Book Review: The Promise: President Obama

Jonathan Alter in The Promise: President Obama, Year One uses his self-described “unique access” to the President and the White House to write a “behind the scenes” account of President Obama’s first year in office. In doing so, he provides a look at the major players as they tackled historic challenges and insights into the personality, character, and decision-making strategy of the new President.

Early in book, Alter writes, “[Obama’s] first task was triage.”

Before assuming the presidency, Obama’s year one agenda was aggressively focused on tackling both long-term problems and a bevy of short-term calamities confronting the country. Thus, the lofty ideas delivered with soaring oratory throughout the 2008 campaign had to be largely abandoned in the face of domestic and foreign troubles.

Alter primarily focuses on Obama’s decision making processes. He gives us a nuanced view of President Obama’s management style and his methodical approach to policy making. Alter discovers that Obama favors “logic chains” and “decision trees,” all of which stand in direct opposition to President Bush’s decision making style.

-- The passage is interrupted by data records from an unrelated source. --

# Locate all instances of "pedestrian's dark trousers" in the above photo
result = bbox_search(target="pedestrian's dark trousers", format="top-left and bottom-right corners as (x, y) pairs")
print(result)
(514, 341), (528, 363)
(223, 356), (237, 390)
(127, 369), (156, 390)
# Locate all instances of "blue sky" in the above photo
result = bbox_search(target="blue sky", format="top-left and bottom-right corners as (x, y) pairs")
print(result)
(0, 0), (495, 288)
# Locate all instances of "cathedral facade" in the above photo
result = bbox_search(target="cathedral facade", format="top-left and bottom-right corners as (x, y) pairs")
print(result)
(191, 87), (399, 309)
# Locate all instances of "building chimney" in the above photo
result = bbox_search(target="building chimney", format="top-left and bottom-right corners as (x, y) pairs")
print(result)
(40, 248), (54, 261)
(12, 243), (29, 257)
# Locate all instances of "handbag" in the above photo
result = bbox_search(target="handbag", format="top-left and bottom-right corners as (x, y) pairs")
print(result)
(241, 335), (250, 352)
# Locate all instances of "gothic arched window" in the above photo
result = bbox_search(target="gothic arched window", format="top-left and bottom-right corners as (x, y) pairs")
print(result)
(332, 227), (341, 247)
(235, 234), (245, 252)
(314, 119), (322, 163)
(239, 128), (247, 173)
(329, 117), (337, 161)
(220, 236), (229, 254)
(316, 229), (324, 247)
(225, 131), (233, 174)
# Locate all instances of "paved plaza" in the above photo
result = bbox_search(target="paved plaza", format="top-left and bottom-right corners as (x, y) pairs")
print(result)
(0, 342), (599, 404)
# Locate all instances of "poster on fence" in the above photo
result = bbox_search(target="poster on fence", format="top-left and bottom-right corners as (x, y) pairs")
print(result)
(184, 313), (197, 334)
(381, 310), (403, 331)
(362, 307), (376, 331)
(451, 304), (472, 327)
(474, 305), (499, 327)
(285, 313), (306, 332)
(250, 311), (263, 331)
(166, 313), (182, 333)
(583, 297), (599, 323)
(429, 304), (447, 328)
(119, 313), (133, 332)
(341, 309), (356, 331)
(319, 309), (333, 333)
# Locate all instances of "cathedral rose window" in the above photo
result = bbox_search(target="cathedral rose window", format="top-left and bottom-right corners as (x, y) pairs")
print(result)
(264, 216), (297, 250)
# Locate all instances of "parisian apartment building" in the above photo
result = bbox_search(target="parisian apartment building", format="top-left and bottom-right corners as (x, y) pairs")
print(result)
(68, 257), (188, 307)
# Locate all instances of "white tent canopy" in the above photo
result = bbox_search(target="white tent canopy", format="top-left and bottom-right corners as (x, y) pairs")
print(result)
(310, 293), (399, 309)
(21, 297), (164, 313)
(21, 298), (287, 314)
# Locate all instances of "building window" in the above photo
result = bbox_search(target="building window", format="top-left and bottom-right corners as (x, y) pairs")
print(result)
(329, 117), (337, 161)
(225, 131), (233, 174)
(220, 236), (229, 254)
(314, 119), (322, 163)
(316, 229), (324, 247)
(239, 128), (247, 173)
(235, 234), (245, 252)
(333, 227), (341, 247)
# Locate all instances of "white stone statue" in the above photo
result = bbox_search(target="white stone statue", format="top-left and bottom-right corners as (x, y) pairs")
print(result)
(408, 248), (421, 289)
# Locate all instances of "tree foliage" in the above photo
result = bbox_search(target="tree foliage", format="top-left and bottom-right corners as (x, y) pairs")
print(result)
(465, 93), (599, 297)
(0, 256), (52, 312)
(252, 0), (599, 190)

Alter notes that the Obama team exerted serious amounts of political capital pushing legislation tied to the Bush presidency such as the stimulus package. While the passage of these bills were critical to the survival of the economy, Obama nary received any credit. Instead he was often branded a “socialist” by right wing pundits. The failure of the Obama team to get in front of the media coverage on the stimulus package deal and later health care reform are examples’ of Obama’s failure to effectively deploy political capital.

Politically competent leaders craft a compelling agenda. The strongest agendas all share something in common: they raise awareness of key challenges and they lay out a straightforward approach to achieving results. Obama’s ability to craft a narrative to raise awareness was his critical strength during the presidential campaign but it quickly became a liability when he hit the road to promote critical legislative issues during his first year.

Successful pragmatic leaders know how to blend political and managerial competence. At this juncture President Obama has shown remarkable managerial competence in his first year in office. What has eluded him thus far is the political competence necessary for political success in this hyper factionalized partisan legislature.

Alter’s work penetrates beyond the superficial arguments on cable news shout-fests and goes deeper than the media’s coverage of Washington personalities. The Promise underscores how much political and policy contradictions have defined the president’s early tenure.